II. Faith has precedence of the law, and consequently is not disannulled by it. It rests on promises given to Abraham.
III. The purposes of the law are subservient to conviction and preparation (V. 19), and, therefore, were not designed to disannul it.
IV. The inferiority of the law is marked by its being in the hands of a mediator, and not personal, as was the promise to Abraham.
V. Nevertheless faith and law do not clash. There is harmony between the Abrahamic covenant and the Mosaic law. (Canon Vernon Hutton.)
The immutability of the covenant
I. Time cannot disannul it: neither the time before the law nor the time which has elapsed since.
1. Some covenants run out in the course of time, or are annulled through non-fulfilment within a given time, or are abrogated in the very fact of their fulfilment.
2. The Christian covenant is independent of time.
(1) No time was specified.
(2) In a sense its fulfilment began at once.
(3) It cannot pass away till the last of Abraham’s seed has enjoyed its provisions.
II. The unfaithfulness of one of the contracting parties did not disannul it.
1. During the four hundred and thirty years.
(1) The obliquities of Jacob.
(2) The evil conduct of his sons.
(3) The religious apathy of the Egyptian sojourn.

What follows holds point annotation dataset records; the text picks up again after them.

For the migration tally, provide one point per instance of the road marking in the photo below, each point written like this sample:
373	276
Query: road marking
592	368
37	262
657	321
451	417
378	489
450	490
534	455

(4) The perversities of the wilderness wandering.
2. During the following years till the advent.
(1) In spite of Divine revelation.
(2) Notwithstanding repeated chastisements, Israel grieviously sinned; yet the covenant was not withdrawn.
III. The intermediary dispensation did not disannul it.
1. The law itself did not.
(1) It was intended to help on its fulfilment.
(2) It was one part of God’s remedial plan of which the covenant was another part.
2. The infraction of the law did not.
(1) Sin led men to yearn for its fulfilment.
(2) Where sin abounded grace did much more abound.
III. It rests on the immutability of God.
1. Of His wisdom. He saw when the time would be ripe.
2. Of His mercy: He knew when it would be best to work in the interests of mankind.
The covenant, then, was not disannulled by the law.
1. Because then the blessing promised by the covenant would not have depended upon that promise.
2. Because then in vain is any mention made of the seed of Abraham, that is, of Christ.
3. Because those who died before the law was given on Sinai, amongst others, Abraham, Isaac, and Jacob, would have no claim to partake of the Divine blessing, no share in the promised inheritance. (W. Denton, M. A.)
The covenant in Christ
I. Its nature--a covenant of promise--of mercy:
II. Its antiquity--older than the law--old as the first promise.
III. Its Immutability--confirmed to (Galates 3:16) and in Christ--cannot be disannulled. (J. Lyth.)